Though the film is a documentary, it features none of the traditional talking head shots or archival footage typical of the genre. Allison shot everything in the film, using girls from the neighborhood as stand-ins for Latasha and her friends. No single actress portrays Latasha, and most of the girls had never acted before.

“I don’t like to call them recreations — I call it a spiritual archive, or a re-imagining of who Latasha is, because I wanted it to feel as authentic as possible,” said Allison. “I wanted the experience to feel non-linear, to feel like Latasha could have been any of us, for those watching to identify with Latasha as this revolving image of a young black girl.”

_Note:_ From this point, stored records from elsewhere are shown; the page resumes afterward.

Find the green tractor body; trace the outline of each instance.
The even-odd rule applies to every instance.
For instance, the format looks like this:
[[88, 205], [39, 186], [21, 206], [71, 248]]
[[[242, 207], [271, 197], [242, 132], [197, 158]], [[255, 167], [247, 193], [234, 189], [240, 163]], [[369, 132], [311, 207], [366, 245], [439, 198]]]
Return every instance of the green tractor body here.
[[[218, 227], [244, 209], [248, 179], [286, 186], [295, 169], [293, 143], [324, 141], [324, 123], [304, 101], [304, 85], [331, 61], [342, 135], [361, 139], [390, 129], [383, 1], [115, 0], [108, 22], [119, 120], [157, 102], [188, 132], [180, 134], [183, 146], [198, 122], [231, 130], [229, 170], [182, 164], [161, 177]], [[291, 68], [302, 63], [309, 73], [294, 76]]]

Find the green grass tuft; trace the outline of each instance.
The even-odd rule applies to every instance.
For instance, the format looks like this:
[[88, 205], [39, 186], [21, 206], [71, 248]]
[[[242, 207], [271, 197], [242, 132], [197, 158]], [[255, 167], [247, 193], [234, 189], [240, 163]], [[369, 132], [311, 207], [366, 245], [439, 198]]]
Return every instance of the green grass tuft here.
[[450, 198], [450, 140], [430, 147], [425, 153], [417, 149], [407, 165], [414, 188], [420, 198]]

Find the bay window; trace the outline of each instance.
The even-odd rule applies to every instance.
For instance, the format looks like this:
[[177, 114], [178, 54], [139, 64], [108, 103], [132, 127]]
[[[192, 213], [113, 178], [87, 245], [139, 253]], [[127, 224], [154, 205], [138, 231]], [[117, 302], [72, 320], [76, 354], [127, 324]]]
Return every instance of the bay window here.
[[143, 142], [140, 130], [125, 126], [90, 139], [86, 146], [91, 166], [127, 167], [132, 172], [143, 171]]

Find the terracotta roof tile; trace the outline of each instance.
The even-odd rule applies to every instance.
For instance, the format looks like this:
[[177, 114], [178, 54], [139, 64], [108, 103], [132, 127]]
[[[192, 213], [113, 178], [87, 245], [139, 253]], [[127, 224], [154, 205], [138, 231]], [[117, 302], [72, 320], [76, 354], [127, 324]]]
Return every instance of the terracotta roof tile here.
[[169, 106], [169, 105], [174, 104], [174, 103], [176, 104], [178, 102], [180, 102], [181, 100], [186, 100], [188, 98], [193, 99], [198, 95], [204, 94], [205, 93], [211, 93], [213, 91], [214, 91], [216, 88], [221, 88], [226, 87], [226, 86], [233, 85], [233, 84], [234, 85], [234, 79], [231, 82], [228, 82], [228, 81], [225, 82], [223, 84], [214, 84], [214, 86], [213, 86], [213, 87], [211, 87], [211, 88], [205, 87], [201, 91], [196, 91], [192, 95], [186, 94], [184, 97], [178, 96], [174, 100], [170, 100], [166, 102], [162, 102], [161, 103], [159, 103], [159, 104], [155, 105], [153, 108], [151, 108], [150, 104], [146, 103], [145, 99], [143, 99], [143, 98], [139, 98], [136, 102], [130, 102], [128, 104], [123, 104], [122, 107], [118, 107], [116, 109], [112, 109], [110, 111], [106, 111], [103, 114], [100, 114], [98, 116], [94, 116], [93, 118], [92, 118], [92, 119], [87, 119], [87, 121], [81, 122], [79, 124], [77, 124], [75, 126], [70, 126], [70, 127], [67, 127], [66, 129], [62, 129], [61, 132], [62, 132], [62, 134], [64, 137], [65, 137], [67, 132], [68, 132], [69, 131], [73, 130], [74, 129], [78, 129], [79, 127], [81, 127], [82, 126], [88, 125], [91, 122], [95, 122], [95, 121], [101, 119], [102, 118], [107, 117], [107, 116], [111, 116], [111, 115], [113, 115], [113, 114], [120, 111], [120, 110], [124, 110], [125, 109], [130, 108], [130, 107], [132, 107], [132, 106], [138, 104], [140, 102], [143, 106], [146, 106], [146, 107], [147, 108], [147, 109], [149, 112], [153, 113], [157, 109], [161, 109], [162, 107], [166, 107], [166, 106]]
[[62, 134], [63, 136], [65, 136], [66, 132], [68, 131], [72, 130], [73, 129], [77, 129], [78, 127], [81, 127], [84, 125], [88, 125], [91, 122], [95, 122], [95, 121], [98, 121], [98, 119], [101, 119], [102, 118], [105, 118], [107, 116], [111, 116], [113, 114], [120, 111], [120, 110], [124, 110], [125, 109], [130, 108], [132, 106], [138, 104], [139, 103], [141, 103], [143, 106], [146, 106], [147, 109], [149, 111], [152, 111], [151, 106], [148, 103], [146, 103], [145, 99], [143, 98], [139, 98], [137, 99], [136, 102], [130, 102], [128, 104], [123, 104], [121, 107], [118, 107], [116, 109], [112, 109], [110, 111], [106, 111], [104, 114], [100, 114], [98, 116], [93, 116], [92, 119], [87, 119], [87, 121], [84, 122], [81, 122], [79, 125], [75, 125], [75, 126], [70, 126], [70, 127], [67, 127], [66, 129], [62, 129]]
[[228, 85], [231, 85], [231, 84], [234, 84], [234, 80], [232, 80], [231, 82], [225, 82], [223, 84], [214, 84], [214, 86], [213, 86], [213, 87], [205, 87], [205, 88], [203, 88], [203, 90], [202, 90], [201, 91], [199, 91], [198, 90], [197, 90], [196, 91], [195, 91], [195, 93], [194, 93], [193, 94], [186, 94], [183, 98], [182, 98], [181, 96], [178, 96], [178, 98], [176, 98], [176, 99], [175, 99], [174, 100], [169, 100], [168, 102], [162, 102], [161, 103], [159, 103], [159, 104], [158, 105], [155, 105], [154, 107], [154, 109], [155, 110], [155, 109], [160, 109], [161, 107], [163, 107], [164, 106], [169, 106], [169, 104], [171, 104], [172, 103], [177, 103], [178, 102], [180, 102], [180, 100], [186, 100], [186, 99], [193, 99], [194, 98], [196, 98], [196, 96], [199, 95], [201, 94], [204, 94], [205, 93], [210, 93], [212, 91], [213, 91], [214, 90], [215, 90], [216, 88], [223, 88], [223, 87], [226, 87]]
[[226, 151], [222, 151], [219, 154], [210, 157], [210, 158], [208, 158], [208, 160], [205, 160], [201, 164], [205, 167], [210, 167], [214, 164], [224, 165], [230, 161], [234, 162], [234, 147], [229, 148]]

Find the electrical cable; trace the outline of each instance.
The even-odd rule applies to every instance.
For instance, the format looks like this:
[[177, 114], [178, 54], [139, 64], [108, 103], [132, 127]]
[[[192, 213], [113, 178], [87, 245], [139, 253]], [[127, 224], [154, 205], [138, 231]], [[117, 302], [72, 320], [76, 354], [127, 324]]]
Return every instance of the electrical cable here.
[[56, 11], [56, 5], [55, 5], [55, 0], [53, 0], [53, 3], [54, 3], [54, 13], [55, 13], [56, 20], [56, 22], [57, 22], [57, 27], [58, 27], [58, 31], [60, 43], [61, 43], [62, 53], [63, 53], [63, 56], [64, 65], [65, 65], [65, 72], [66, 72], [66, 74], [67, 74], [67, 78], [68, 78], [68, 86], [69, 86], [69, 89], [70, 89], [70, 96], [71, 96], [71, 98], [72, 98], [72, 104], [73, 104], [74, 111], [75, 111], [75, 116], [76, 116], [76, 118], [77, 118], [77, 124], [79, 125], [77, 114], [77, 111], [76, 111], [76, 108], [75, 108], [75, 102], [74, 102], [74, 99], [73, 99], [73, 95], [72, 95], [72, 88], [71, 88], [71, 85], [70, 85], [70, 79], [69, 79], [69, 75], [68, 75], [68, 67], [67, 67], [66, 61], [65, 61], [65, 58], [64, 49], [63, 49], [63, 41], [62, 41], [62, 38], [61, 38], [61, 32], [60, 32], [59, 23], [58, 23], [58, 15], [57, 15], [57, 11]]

As for the imagery of South Central, where Allison was raised, she imbues the neighborhood with the beauty and life she saw growing up. She wanted to challenge the perception of South Central as a place of violence and gangs; instead viewing it as “a character in the film” and “a landscape that was this sanctuary for these black girls.”

“[I wanted] to juxtapose and challenge how we remember South Central, how we think about it, and what our initial reaction is to a Black community, and allowing it to be more of a peaceful haven rather than just this urban landscape that people assume it to be,” she said. “So letting there be that magical realism within South Central. We wanted it to be this place where Black girls come and see themselves represented beautifully, where they can see themselves reflected, where they can feel held on this journey and allow for this peace and magic to surround them.”

When the film finally reaches the day of the shooting, clean line animations populate the screen where the grocery store footage might have gone. A flurry of seemingly disparate images flash across the screen; a moving truck in reverse, a tear falling down a woman’s cheek. The black and white static of a VHS tape intercuts the visuals, slicing them down the middle and interrupting the flow. Simple sound design amplifies the moving effect, as we hear the crackling static of memory rewinding, fading, and shifting before our eyes.

“We wanted it to be very minimalistic, to feel like you were traveling through a dreamscape, traveling through memories,” said Allison. “How does trauma impact our memories? So there are moments where the image starts to break up, because I’m thinking about what happens when we’re trying to revisit a memory that has been painful, how do we try to protect ourselves? How does the image become blurry? How does the image sometimes change?”

The VHS effect was also a reckoning with the absence of the footage of Latasha’s death. Allison thought about the home movies from her own childhood, and what an archive of Latasha’s life might have looked like.

“I wanted it to feel like this intimate home movie that was created for Latasha by the family. And so disrupting and playing with this idea of, this is the footage that does exist with Latasha, it is grainy footage, but what happens if we use that grain, we use that aesthetic, and we re-imagined how this could have been used to document who she was, to record her life, to record her memories and her dreams, and what it meant to be a young black girl in LA.”

“A Love Song for Latasha” is currently streaming on Netflix.